Are you looking for a job in Virginia? During your job search, you may be asked to provide the names of former employers who are willing to act as a reference. A good reference can make the difference between getting a job offer and getting a rejection letter. If a former employer is giving out false or misleading information about you, your job search might be doomed.
Like most other states, Virginia law provides some legal protections for employers who give references. As long as the employer acts in good faith and doesn’t go beyond what the law allows, the employer can’t be sued for defamation. However, if a former employer acts maliciously or otherwise crosses the legal line, and you lose job opportunities because of it, you may have a legal claim.
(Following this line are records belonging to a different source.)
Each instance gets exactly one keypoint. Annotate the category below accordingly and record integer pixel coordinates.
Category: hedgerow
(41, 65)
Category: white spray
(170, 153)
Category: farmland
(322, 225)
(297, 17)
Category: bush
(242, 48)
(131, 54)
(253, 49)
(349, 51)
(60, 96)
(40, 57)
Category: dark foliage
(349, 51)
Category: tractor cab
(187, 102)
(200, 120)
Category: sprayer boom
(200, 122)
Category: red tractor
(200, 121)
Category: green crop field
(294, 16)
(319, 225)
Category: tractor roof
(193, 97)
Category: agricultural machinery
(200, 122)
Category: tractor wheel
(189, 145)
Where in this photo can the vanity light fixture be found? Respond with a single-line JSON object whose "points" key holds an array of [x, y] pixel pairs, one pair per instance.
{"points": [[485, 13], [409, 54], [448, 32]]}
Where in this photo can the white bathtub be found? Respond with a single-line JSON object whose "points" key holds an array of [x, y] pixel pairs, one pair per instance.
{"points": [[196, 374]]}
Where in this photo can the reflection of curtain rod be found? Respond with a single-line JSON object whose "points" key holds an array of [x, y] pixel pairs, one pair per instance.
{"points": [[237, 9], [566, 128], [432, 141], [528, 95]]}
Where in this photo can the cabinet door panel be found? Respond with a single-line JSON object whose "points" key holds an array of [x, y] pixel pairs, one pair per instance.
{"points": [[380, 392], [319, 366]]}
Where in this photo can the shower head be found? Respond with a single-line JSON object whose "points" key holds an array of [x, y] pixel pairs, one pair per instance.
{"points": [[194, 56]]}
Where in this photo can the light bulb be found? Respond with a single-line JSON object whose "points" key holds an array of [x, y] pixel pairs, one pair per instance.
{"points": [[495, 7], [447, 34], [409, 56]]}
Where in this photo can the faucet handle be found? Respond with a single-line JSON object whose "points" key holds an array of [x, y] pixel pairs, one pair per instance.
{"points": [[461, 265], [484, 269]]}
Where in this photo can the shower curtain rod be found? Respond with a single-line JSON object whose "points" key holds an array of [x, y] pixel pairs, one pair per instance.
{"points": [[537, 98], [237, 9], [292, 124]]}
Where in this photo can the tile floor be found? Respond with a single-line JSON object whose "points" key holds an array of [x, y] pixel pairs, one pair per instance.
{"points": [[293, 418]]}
How References Lead to Defamation Lawsuits
To prove defamation, the plaintiff (the person bringing the lawsuit) must show that someone made false and damaging statements about him or her. In the context of employment, defamation claims nearly always focus on statements the employer makes about the employee once the employment relationship ends. Typically, a former employee claims that the employer made false, negative statements about the employee’s performance to a prospective employer who called for a reference, and the prospective employer decided not to offer the employee a job (or to rescind a job offer) because of the poor reference. (To learn more about defamation claims, see Defamation Lawsuits: Do You Have a Case Against a Former Employer?)
Virginia Reference Laws
Virginia employers have some statutory protection against defamation lawsuits based on references. Employers may not be sued for defamation (in legal terms, they are “immune” from liability) if they provide information about an employee, in good faith, to a prospective employer. The employer may provide information about:
- the employee’s professional conduct, including the ethical standards governing the employee’s profession or the standards of conduct imposed by the employer
- the employee’s job performance, including ability, attendance, awards, demotions, duties, effort, evaluations, knowledge, skills, promotions, productivity, and discipline, and
- the reasons for the employee’s separation from employment.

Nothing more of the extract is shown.